Project description:MicroRNAs (miRNAs) regulate cell physiology by altering protein expression, but the biology of platelet miRNAs is largely unexplored. We tested whether platelet miRNA levels were associated with platelet reactivity by genome-wide profiling using platelet RNA from 19 healthy subjects. We found that human platelets express 284 miRNAs. Unsupervised hierarchical clustering of miRNA profiles resulted in 2 groups of subjects that appeared to cluster by platelet aggregation phenotypes.

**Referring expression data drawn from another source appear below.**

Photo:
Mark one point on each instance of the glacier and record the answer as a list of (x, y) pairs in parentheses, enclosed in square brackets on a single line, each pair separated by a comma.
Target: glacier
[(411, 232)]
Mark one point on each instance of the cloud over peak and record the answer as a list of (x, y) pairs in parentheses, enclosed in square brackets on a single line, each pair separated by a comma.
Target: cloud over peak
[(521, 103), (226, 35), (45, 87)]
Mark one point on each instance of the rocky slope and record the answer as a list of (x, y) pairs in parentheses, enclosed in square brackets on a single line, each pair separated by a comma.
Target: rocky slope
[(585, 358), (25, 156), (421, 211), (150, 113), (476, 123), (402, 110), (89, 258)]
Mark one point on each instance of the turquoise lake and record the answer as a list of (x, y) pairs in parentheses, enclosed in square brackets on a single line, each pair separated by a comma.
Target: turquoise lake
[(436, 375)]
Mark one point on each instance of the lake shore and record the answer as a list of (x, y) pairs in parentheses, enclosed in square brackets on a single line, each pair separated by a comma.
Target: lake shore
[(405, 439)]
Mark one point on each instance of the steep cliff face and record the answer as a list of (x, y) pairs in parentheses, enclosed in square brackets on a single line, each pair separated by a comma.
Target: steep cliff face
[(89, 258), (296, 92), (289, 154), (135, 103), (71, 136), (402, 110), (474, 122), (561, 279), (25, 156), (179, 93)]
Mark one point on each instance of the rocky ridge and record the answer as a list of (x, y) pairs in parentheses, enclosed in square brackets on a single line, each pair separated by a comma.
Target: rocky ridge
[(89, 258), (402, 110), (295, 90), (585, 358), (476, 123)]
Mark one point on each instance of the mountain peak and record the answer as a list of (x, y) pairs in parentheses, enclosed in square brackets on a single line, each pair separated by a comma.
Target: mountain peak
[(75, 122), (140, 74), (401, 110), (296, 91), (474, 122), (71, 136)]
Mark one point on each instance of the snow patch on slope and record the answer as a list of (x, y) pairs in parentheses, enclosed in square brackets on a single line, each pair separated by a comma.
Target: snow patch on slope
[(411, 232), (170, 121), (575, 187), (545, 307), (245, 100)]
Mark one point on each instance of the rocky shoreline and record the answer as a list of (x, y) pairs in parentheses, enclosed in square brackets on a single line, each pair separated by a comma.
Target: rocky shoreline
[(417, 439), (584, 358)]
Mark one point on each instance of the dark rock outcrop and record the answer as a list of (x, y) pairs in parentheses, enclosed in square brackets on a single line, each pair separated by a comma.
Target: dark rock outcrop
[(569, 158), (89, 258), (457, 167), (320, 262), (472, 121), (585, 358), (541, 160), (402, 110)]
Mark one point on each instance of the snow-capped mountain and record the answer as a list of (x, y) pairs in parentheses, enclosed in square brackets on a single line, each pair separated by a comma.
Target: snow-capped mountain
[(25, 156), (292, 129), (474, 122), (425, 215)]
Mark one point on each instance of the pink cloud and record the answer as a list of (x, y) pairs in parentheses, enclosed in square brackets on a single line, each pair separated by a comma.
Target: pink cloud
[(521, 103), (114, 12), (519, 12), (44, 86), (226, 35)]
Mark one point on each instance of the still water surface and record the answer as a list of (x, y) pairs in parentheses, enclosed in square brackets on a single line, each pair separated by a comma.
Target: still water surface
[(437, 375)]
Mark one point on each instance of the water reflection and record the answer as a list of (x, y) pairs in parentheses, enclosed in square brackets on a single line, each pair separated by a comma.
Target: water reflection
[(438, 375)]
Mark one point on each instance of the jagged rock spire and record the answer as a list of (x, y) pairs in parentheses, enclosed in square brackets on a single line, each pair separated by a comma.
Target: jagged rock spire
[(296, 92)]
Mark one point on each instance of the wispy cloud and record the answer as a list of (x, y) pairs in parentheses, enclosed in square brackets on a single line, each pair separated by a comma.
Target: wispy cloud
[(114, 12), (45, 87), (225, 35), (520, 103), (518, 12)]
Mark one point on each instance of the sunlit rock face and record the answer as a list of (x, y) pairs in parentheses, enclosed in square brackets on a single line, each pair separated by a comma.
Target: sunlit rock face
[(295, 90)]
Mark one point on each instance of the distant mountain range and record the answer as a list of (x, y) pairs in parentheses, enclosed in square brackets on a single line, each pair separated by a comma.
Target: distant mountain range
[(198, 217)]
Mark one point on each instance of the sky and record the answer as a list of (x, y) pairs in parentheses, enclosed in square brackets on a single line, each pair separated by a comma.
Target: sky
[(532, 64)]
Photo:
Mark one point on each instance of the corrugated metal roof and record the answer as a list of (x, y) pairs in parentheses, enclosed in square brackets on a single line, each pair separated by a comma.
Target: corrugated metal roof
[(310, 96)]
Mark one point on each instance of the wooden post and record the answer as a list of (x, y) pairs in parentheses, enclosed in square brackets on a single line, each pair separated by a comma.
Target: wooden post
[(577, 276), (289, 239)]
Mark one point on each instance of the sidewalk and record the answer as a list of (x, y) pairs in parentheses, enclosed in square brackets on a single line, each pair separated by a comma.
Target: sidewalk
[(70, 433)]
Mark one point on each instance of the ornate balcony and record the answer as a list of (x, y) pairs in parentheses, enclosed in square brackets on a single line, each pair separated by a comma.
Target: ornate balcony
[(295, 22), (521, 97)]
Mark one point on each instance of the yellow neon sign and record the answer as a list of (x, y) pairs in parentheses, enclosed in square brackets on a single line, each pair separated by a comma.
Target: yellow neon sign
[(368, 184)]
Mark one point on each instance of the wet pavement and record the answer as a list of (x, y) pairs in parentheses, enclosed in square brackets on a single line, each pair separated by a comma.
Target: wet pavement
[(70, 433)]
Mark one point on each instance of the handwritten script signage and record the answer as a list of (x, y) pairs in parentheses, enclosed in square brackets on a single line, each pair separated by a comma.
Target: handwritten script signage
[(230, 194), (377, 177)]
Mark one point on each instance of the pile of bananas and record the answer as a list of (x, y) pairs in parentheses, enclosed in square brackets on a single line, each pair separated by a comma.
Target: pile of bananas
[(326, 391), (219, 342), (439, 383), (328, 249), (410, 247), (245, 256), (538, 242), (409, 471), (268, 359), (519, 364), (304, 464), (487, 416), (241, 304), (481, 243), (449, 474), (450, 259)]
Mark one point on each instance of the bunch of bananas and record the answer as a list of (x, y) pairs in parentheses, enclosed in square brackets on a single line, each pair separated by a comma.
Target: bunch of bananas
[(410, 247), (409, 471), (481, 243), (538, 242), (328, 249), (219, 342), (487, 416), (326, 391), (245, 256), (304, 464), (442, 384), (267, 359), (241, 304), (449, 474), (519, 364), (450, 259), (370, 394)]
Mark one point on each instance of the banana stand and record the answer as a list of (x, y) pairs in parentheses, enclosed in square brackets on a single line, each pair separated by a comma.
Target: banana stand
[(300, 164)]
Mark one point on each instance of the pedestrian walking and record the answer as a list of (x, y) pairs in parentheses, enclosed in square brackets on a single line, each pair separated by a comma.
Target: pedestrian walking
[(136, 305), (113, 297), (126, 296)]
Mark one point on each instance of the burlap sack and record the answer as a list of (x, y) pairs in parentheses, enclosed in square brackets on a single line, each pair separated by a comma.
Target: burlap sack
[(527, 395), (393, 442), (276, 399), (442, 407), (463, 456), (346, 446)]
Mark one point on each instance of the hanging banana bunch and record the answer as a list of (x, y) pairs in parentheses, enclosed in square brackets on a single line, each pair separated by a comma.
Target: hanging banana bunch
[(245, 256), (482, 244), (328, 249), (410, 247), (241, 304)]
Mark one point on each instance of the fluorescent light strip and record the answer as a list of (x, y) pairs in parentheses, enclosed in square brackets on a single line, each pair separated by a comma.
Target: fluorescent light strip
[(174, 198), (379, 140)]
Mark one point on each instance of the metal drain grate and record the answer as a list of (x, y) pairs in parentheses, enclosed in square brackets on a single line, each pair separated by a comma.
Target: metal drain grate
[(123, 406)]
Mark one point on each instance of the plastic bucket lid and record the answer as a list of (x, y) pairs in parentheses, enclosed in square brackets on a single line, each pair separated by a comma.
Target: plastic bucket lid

Seventy-four miRNAs were differentially expressed (DE) between subjects grouped according to platelet aggregation to epinephrine, a subset of which predicted the platelet reactivity response. Using whole genome mRNA expression data on these same subjects, we computationally generated a high-priority list of miRNA-mRNA pairs in which the DE platelet miRNAs had binding sites in 3'UTRs of DE mRNAs, and the levels were negatively correlated. Three miRNA-mRNA pairs (miR-200b:PRKAR2B, miR-495:KLHL5 and miR-107:CLOCK) were selected from this list and all 3 miRNAs knocked down protein expression from the target mRNA. Reduced activation from platelets lacking PRKAR2B supported these findings. In summary, (1) platelet miRNAs are able to repress expression of platelet proteins, (2) miRNA profiles are associated with and may predict platelet reactivity, and (3) bioinformatic approaches can successfully identify functional miRNAs in platelets.